Today alone, about 7,000 people will die from AIDS.
And in this country, Washington, DC, has the highest incidence of AIDS infections, surpassing some African countries. That is a disgrace.
At a time when national budgets are shrinking, we have to maximize the impact of every dollar by supporting whatever methods are most effective, using economies of scale, and minimizing transport costs.
The United States continues to provide nearly 50 percent of the resources worldwide – including one-third of the funding for the Global Fund. I hope we can continue to do so, but we can’t take anything for granted.
The reforms at the Global Fund in the past six months have been transformative. Gabriel Jaramillo’s bold initiatives to streamline the Fund’s bureaucracy and focus on grant management will help us build support in Congress, strengthen oversight, and improve coordination among donors, countries, and the Fund.

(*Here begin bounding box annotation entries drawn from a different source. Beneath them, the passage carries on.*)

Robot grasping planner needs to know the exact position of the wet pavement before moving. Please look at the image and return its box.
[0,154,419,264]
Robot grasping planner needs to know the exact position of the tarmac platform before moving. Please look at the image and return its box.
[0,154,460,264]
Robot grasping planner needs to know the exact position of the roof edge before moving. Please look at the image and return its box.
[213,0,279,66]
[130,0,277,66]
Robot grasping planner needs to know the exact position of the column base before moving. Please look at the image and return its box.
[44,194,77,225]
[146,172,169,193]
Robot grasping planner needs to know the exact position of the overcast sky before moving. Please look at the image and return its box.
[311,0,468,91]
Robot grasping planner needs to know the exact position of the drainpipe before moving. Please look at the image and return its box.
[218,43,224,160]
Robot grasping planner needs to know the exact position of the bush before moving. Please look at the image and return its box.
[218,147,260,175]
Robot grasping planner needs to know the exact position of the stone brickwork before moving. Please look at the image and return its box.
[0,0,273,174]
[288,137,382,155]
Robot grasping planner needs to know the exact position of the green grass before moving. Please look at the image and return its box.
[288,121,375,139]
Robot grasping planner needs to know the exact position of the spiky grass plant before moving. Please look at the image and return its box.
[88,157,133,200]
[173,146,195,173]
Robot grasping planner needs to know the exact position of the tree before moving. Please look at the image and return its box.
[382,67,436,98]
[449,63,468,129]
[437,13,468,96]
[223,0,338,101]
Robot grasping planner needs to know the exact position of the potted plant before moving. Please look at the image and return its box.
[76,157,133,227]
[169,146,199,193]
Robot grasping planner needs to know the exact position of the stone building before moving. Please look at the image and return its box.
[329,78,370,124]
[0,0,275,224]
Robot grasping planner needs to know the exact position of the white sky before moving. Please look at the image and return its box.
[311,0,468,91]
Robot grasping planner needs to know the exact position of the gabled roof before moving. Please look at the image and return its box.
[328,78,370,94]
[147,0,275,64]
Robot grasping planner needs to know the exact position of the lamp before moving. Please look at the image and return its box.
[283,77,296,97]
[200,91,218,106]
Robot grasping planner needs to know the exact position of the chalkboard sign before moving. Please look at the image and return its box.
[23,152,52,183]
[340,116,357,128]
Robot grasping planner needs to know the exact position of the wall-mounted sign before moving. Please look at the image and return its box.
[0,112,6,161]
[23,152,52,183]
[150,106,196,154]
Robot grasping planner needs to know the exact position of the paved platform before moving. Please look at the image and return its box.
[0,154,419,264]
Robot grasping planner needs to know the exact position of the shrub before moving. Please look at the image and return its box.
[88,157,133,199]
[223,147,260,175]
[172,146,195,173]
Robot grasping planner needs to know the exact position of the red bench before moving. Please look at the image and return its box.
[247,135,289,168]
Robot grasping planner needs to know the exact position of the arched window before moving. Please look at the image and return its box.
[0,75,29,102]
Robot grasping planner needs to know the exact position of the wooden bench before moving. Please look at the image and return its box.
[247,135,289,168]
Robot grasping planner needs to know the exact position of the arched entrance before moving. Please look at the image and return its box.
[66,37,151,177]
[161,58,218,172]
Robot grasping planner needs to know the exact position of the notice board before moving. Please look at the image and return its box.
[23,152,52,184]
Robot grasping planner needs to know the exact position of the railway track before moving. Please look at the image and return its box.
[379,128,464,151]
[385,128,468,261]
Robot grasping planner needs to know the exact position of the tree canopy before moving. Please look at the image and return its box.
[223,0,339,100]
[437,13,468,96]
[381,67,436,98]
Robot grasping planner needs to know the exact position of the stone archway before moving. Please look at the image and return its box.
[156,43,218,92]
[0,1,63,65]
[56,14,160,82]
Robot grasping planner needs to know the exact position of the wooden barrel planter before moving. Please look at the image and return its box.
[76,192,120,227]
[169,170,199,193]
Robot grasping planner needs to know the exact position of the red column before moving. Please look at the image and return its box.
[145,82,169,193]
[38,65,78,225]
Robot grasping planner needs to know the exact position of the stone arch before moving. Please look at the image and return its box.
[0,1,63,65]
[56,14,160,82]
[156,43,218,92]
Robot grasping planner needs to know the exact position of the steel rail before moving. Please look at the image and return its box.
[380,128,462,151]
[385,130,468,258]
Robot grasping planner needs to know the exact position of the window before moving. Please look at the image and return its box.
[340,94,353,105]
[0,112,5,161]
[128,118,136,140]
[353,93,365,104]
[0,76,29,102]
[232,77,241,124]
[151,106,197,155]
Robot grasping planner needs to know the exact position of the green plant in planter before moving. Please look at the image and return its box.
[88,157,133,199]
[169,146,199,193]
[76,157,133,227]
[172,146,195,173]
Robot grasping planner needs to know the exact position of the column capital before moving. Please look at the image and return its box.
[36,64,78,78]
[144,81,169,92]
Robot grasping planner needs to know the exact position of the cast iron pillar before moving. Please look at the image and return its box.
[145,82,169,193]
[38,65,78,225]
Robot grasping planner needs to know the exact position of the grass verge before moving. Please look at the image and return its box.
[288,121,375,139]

It is vitally important that other donor governments and partner countries step up their support. South Africa, which has had such a large number of infections, should be credited for shouldering an increasing amount of the burden.
We will also hear this morning about contributions by the United Nations and coordinated by UNAIDS, by business and faith communities, and by foundations like the Elton John AIDS Foundation, working here and around the world, for decades.
Our 30-year campaign against AIDS has taken us from horror, to hope, to real help. We have built alliances across political parties, cultures, and countries.
This disease has wrought immense suffering around the globe, but it also triggered remarkable scientific discoveries and public health advances.
The march against this disease shows we CAN make a difference, and we have proved it. It shows that commitment counts, and we must RENEW it.
Together, we have saved millions of lives and strengthened families and communities. Together, we can usher in an AIDS free generation, and, some day, end AIDS altogether.
And what an extraordinary thing that would be.